List item
I am new to web scrapping and after a couple of Wikipedia pages I found this page where I wanted to extract the tables for all the portfolio managers. I am not able to use the things I found on the internet. I thought it would be easy since it's just a table but I am not able to extract even a single table after filling out the form. Can someone please tell me how I could get this done in R? I have added an image in this post but it seems to look like a link that says to enter image description here.

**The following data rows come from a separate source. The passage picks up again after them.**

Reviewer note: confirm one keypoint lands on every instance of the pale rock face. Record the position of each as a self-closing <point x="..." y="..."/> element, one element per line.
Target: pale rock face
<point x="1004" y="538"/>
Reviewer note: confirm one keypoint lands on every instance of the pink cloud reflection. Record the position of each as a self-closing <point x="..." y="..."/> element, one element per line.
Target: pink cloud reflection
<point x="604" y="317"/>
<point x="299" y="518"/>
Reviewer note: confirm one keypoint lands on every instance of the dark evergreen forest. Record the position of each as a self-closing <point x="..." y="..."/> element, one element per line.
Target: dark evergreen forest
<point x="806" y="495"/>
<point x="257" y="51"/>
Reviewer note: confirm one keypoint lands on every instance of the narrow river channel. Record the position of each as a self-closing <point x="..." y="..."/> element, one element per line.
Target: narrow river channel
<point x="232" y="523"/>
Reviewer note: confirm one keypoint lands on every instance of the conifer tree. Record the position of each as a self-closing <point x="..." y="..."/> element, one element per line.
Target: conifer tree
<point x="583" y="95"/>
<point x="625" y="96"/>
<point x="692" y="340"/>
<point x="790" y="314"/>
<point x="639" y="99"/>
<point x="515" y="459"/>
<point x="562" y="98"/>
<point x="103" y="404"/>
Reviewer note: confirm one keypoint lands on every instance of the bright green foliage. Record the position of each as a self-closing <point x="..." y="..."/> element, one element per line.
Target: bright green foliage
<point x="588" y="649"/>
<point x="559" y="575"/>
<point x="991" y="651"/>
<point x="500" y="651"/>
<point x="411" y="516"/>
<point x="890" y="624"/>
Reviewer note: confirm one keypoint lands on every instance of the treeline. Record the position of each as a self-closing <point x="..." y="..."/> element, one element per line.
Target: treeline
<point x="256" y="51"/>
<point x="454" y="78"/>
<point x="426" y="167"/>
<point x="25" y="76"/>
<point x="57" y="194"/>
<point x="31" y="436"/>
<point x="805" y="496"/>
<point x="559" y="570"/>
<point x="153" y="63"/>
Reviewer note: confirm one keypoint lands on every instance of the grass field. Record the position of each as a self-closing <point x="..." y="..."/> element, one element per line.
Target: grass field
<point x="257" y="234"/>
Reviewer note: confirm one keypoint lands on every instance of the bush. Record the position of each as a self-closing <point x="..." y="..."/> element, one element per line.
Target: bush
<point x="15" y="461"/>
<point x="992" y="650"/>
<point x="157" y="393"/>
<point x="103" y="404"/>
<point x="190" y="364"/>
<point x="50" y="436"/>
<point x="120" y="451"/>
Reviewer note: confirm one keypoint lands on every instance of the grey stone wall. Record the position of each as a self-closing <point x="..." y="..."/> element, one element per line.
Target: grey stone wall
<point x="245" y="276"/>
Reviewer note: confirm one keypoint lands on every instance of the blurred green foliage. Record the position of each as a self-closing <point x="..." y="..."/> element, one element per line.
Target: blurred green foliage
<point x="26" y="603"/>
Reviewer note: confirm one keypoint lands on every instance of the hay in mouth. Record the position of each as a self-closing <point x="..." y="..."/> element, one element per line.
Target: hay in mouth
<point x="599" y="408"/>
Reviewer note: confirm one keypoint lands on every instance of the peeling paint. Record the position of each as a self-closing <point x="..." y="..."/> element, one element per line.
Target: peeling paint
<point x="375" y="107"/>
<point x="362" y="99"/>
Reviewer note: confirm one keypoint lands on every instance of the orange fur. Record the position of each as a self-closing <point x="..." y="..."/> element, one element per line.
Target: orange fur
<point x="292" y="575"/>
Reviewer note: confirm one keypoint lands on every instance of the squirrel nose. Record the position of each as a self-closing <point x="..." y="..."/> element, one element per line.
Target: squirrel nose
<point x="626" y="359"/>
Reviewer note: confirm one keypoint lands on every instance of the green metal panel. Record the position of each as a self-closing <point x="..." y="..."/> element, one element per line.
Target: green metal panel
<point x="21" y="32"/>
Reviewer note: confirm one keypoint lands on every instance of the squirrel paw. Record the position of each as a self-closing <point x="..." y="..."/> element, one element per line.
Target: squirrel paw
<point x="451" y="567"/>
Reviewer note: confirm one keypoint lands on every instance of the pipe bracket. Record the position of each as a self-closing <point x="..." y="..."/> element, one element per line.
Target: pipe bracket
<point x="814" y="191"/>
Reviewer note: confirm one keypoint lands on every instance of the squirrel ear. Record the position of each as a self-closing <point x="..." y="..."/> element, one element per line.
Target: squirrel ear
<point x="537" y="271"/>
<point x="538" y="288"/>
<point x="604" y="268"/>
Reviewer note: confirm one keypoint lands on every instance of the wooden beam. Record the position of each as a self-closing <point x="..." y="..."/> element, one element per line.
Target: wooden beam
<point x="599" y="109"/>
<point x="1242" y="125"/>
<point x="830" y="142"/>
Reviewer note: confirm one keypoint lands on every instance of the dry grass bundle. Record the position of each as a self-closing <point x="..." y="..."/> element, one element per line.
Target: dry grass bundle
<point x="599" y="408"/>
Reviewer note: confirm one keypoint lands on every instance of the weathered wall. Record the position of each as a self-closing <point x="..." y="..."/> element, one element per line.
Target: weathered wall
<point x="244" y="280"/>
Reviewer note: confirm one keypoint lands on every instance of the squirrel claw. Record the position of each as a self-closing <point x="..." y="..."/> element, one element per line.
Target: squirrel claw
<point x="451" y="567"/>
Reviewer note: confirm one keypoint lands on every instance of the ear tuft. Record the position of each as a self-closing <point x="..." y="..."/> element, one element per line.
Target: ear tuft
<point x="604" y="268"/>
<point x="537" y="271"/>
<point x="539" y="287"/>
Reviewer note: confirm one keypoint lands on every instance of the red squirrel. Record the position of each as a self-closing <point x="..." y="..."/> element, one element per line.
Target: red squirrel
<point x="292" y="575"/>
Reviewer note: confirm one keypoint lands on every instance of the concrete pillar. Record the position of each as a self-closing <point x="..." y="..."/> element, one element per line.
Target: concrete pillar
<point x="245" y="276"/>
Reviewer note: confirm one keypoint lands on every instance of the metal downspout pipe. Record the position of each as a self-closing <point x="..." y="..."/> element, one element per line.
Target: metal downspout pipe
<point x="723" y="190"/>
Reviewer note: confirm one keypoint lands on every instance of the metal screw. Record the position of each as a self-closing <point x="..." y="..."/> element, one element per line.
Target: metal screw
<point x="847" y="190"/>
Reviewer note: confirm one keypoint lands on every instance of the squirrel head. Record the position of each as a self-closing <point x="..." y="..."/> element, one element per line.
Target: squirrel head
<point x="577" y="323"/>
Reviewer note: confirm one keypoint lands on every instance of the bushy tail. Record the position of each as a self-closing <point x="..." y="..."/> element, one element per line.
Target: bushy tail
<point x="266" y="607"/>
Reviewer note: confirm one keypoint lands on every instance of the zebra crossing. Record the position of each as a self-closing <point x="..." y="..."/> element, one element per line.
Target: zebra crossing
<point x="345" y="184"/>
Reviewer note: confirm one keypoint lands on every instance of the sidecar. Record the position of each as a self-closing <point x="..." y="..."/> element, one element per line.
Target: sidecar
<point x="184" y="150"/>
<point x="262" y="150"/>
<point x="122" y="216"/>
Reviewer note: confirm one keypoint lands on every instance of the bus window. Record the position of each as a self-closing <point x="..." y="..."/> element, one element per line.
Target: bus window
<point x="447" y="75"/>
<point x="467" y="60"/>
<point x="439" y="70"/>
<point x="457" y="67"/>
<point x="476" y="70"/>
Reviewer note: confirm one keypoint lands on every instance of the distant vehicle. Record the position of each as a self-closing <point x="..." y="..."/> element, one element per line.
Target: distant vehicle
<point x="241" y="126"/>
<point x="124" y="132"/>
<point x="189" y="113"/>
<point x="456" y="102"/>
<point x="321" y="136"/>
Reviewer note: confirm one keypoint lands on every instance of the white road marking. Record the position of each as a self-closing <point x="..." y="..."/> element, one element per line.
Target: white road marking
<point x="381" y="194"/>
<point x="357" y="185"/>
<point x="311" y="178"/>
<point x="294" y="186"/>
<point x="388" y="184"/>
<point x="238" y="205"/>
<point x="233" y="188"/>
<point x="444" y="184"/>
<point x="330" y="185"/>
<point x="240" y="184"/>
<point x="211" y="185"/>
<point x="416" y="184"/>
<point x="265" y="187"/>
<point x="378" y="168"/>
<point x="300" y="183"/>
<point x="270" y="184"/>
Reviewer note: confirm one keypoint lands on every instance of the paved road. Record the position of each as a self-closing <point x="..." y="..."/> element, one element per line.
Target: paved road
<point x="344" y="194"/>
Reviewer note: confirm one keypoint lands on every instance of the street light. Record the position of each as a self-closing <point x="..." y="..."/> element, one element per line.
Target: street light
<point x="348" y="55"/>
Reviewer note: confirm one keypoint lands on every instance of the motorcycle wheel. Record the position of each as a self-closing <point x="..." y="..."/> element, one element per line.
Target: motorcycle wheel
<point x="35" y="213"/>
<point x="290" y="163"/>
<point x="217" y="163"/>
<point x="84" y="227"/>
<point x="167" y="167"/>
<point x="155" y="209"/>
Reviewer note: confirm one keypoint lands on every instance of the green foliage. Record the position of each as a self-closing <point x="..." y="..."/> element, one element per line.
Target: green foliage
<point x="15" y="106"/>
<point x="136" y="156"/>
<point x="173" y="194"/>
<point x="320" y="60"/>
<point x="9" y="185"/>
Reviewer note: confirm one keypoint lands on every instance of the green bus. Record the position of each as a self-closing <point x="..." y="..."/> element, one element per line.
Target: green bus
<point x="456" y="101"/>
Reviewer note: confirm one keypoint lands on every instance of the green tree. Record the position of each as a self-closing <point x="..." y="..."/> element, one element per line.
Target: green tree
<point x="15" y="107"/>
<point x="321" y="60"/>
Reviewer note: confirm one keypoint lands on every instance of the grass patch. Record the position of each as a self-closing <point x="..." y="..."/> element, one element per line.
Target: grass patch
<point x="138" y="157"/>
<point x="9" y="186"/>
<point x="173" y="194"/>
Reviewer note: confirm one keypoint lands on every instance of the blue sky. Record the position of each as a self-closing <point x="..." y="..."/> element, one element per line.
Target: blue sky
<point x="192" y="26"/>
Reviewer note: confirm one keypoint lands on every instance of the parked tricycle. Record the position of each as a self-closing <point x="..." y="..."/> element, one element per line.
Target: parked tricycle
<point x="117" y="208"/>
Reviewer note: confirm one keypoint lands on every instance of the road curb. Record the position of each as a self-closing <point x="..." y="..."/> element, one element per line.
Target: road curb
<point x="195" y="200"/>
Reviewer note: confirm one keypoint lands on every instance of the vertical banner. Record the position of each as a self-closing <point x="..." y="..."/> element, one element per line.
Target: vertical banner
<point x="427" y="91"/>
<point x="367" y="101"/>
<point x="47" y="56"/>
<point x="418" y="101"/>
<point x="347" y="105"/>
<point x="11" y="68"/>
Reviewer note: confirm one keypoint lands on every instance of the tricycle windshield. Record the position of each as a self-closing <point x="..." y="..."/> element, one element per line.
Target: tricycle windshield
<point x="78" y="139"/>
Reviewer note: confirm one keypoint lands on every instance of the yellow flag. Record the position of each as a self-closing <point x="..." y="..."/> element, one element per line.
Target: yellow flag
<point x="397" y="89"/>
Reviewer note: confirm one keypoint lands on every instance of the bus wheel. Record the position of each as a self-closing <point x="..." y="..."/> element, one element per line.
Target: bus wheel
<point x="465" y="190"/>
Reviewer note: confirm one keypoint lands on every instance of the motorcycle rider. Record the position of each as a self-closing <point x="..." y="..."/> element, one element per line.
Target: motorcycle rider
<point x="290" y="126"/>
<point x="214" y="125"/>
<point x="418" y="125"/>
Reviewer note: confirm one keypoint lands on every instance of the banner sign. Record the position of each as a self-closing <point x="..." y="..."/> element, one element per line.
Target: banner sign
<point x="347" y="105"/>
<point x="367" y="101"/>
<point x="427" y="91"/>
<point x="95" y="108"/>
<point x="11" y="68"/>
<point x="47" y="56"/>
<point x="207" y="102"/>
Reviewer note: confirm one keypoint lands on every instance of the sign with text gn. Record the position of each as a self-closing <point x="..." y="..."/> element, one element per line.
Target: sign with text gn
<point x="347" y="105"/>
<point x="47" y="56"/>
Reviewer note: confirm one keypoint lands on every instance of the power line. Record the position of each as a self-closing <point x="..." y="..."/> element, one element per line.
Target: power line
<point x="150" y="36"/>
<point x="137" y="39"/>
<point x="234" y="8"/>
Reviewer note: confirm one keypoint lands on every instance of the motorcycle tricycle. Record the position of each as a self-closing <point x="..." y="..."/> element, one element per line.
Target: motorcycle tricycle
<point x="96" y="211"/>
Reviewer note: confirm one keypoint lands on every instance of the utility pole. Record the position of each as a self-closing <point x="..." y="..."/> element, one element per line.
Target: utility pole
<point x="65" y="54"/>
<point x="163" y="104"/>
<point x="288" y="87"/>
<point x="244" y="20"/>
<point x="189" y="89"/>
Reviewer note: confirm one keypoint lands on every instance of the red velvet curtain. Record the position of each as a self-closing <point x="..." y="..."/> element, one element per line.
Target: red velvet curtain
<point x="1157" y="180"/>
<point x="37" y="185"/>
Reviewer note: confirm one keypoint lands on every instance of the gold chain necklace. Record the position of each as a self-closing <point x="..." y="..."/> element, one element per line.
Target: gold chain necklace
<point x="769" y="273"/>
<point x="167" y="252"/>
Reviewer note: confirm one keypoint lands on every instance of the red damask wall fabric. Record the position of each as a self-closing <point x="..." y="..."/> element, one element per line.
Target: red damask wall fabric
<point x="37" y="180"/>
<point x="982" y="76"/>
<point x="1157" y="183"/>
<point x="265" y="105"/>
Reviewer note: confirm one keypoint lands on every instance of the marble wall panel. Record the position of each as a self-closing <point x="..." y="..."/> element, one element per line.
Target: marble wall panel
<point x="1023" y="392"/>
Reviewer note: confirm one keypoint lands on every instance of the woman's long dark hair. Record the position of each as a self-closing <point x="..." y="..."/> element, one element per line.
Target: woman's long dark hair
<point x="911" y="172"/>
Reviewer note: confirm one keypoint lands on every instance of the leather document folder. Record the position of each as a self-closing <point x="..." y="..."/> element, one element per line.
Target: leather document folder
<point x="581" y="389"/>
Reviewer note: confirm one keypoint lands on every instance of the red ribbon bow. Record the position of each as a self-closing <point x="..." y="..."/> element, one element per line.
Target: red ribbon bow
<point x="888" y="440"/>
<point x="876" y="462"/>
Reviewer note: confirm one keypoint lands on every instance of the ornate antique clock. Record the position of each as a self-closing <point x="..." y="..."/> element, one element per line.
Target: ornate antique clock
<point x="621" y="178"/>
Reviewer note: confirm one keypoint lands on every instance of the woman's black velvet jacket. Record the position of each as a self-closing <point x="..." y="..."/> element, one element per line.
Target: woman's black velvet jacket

https://www.sebi.gov.in/sebiweb/other/OtherAction.do?doPmr=yes
library(tidyverse)
library(rvest)
library(httr)
library(RCurl)
url <- "https://www.sebi.gov.in/sebiweb/other/OtherAction.do?doPmr=yes"
result <- postForm(url,
pmrId="RIGHT HORIZONS PORTFOLIO MANAGEMENT PRIVATE LIMITED",
year="2022",
month="August")
attr(result,"Content-Type")
result
If you change those passed values to corresponding value
attribute values of options (i.e. "8"
instead of "August"
in case of <option value="8">August</option>
), you should be all set.
And you can also check the actual payload of POST requests:
Lazy approach would be just using Copy as cURL in DevTools and heading to https://curlconverter.com/r/ to convert it to httr request.
library(rvest)
resp <- httr::POST("https://www.sebi.gov.in/sebiweb/other/OtherAction.do?doPmr=yes",
body = list(
pmrId="INP000004417@@INP000004417@@AEQUITAS INVESTMENT CONSULTANCY PRIVATE LIMITED",
year="2022",
month="8"))
tables <- resp %>%
read_html() %>%
html_elements("table") %>%
html_table()
# first table:
tables[[1]]
#> # A tibble: 11 × 2
#> X1 X2
#> <chr> <chr>
#> 1 Name of the Portfolio Manager "Aeq…
#> 2 Registration Number "INP…
#> 3 Date of Registration "201…
#> 4 Registered Address of the Portfolio Manager ",,,…
#> 5 Name of Principal Officer ""
#> 6 Email ID of the Principal Officer ""
#> 7 Contact Number (Direct) of the Principal Officer ""
#> 8 Name of Compliance Officer ""
#> 9 Email ID of the Compliance Officer ""
#> 10 No. of clients as on last day of the month "124…
#> 11 Total Assets under Management (AUM) as on last day of the month (Amoun… "143…
Created on 2022-10-11 with reprex v2.0.2